当前位置:网站首页>Scikit learn -- steps and understanding of machine learning application development
Scikit learn -- steps and understanding of machine learning application development
2022-07-29 05:14:00 【m0_ sixty-five million one hundred and eighty-seven thousand fo】
scikit-learn It's open source Python Language machine learning toolkit , It covers the implementation of almost all mainstream machine learning algorithms , And provides a consistent call interface . It's based on Numpy and scipy etc. Python Numerical calculation library , It provides an efficient algorithm implementation .
Catalog
1. Data collection and tagging
1. Data collection and tagging
Collect data first , Then mark the data . Among them, the collected data should be representative , To ensure the accuracy of the final trained model .
2. feature selection
An intuitive way to select features : Directly use each pixel of the image as a feature .
Data is saved as Number of samples × Characteristic number format Of array object .scikit-learn Use Numpy Of array Object to represent data , All image data is saved in digits.images in , Each element is a 8×8 Gray scale image of size .
3. Data cleaning
Take the collected 、 It is not suitable for preprocessing the data used for machine learning training , Thus, it can be converted into data suitable for machine learning .

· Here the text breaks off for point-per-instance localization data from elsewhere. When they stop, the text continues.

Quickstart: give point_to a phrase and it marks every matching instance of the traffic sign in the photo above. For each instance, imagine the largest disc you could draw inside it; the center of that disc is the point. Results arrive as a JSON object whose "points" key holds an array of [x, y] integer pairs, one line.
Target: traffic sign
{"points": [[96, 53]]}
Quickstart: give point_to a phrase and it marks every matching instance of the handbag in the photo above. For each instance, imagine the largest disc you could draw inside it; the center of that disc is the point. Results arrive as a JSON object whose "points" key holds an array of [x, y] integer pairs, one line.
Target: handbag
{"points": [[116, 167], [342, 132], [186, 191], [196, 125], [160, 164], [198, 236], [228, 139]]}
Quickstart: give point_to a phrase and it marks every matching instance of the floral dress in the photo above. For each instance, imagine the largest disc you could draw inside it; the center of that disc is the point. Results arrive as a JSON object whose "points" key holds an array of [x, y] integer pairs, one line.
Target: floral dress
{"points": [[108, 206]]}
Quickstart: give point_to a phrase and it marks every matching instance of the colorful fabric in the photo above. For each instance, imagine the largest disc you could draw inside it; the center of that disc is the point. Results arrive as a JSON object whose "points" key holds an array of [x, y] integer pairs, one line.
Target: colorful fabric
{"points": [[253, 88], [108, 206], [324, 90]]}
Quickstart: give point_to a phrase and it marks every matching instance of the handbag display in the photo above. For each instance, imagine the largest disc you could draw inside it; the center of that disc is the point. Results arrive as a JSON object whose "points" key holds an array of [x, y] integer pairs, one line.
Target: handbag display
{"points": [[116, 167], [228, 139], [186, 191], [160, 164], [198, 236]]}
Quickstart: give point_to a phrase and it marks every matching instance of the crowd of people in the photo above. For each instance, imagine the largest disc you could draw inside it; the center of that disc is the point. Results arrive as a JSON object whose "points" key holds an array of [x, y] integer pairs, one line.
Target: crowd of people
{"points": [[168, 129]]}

Purpose : Reduce computation , Ensure model stability .
4. Model selection
For different data sets , Choosing different models has different efficiency . Therefore, many factors should be considered in selecting the model , To improve the fit of the final selection model .
5. model training
Before model training , To divide the data set into Training data set and Test data set , Then use the divided data set for model training , Finally, we get the model parameters we trained .
6. Model test
Intuitive method of model testing : Use the trained model to predict the test data set , Then compare the predicted results with the real results , The final result of comparison is the accuracy of the model .
scikit-learn The method provided to complete this work :
clf . score ( Xtest , Ytest)
besides , You can also directly display some pictures in the test data set , And the predicted value is displayed in the lower left corner of the picture , The lower right corner shows the real value .
7. Model saving and loading
When we train a satisfactory model, we can save it , So when you need to predict next time , This model can be directly used to predict , There is no need to train the model again .
8. example
Data collection and tagging
# Import library
%matplotlib inline
import matplotlib.pyplot as plt
import numpy as np
"""
sk-learn There are some data sets in the Library
What is used here is the data of handwritten numeral recognition pictures
"""
# Import sklearn In the library datasets modular
from sklearn import datasets
# utilize datasets Functions in modules load_digits() Load data
digits = datasets.load_digits()
# Display the image represented by the data
images_and_labels = list(zip(digits.images, digits.target))
plt.figure(figsize=(8, 6))
for index, (image, label) in enumerate(images_and_labels[:8]):
plt.subplot(2, 4, index + 1)
plt.axis('off')
plt.imshow(image, cmap=plt.cm.gray_r, interpolation='nearest')
plt.title('Digit: %i' % label, fontsize=20);
feature selection
# Save the data as Number of samples x The number of features Format array object Data format for output
# The data has been saved in digits.data In file
print("shape of raw image data: {0}".format(digits.images.shape))
print("shape of data: {0}".format(digits.data.shape))
model training
# Divide the data into training data set and test data set ( Here, 20% of the data set is taken as the test data set )
from sklearn.model_selection import train_test_split
Xtrain, Xtest, Ytrain, Ytest = train_test_split(digits.data, digits.target, test_size=0.20, random_state=2);
# Use support vector machine to train the model
from sklearn import svm
clf = svm.SVC(gamma=0.001, C=100., probability=True)
# Use training datasets Xtrain and Ytrain To train the model
clf.fit(Xtrain, Ytrain);
Model test
"""
sklearn.metrics.accuracy_score(y_true, y_pred, normalize=True, sample_weight=None)
normalize: The default value is True, Return the proportion of correct classification ; If False, Returns the number of correctly classified samples
"""
# Evaluate the accuracy of the model ( Default here is true, Directly return the correct proportion , That is, the accuracy of the model )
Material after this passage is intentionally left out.